The nation’s insured banks enjoyed a profitable run from January through March and the number of troubled banks on a government watch list fell to 2009 levels, the Federal Deposit Insurance Corp. reported Wednesday.
“The banking industry continued to show gradual but steady improvement during the quarter,” FDIC Chairman Martin Gruenberg said in a statement accompanying the quarterly industry profile. “Revenue, earnings, and loan balances were up; asset quality continued to improve; and the number of banks on the ‘Problem List’ declined to the lowest level in more than six years.”
The number of “problem” banks fell from 291 to 253 during the quarter, well below the peak of 888 during the first three months of 2011.
Significantly, nearly two-thirds of banks reported higher earnings than they did in the first quarter of 2014. FDIC-insured institutions reported quarterly net income of $39.8 billion from January through March, a 6.9 percent increase over the same three months of 2014.
Only 5.6 percent of FDIC-insured banks were unprofitable during the first quarter of this year, the lowest percentage since the second quarter of 2005, the FDIC said.

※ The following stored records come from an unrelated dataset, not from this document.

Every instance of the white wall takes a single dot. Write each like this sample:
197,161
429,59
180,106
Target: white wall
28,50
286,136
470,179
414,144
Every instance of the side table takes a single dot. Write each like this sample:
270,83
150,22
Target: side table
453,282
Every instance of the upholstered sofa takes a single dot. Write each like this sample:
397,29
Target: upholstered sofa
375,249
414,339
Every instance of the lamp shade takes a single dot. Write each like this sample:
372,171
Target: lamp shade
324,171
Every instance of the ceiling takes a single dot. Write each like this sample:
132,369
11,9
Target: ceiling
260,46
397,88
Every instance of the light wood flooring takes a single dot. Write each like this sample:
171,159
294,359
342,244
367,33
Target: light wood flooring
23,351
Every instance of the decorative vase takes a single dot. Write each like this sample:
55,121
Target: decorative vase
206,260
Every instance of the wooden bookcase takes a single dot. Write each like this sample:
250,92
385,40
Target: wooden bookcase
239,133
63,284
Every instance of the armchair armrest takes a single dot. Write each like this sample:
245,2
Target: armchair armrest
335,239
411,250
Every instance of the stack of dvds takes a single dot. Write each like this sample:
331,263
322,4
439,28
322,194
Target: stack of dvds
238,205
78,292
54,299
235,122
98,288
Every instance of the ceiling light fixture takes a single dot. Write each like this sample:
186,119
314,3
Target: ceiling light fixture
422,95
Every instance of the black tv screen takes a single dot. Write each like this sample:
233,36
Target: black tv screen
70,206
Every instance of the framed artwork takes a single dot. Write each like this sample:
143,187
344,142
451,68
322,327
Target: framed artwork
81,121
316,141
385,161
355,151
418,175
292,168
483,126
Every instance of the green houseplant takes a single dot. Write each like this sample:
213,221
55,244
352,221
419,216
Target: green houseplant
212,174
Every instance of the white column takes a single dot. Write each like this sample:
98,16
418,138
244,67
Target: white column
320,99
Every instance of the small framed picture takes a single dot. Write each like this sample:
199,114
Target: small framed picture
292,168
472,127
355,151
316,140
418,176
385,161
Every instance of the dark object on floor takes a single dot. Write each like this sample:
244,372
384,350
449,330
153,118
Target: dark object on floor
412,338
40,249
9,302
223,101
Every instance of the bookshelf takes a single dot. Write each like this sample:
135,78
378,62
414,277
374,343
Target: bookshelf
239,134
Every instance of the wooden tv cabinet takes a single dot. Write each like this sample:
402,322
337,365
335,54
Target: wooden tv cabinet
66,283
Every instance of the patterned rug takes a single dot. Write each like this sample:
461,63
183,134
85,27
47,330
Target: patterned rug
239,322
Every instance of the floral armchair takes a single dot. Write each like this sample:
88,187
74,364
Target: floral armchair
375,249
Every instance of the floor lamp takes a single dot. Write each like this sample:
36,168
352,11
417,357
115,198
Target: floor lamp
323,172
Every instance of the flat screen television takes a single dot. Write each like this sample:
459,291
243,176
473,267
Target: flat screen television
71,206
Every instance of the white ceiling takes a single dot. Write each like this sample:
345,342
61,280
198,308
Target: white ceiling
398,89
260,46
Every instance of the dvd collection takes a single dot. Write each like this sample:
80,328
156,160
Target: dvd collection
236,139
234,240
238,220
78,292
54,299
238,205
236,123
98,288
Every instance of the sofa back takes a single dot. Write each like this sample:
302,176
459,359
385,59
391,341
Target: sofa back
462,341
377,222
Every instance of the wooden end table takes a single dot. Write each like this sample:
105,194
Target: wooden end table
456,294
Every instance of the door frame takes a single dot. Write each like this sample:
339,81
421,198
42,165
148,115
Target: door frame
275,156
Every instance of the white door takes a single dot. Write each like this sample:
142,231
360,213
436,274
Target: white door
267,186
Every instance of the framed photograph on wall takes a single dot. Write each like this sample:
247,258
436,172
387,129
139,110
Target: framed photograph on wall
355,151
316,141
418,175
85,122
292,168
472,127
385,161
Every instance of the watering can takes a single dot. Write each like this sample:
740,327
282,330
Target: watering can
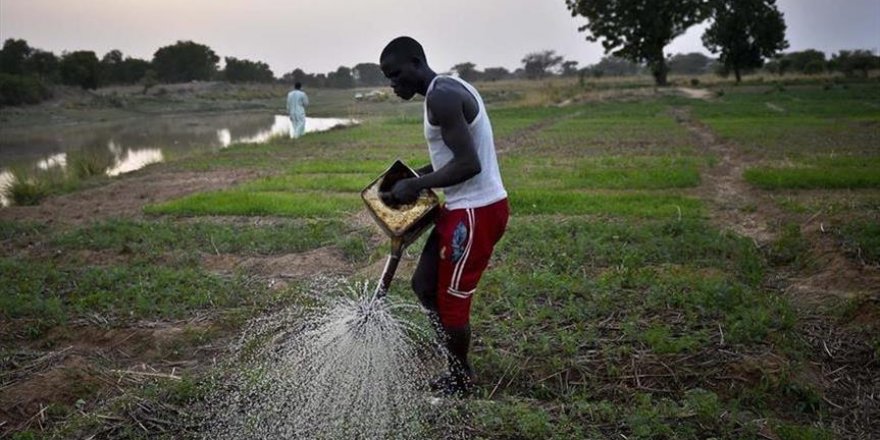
402,223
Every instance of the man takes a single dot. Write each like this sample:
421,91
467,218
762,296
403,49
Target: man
297,101
464,166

In another sign that the economy is shaking off the long tail of the Great Recession, banks charged off $9 billion in uncollectable loans during the first quarter, down 13.2 percent from loan-loss write-offs in the first three months of 2014.
The long Bull Run on Wall Street has also been good for banks. Trading revenue at the nation’s insured banks was $1.5 billion, or 23.9 percent, higher in the first quarter of 2015 versus the same period of last year, the FDIC said.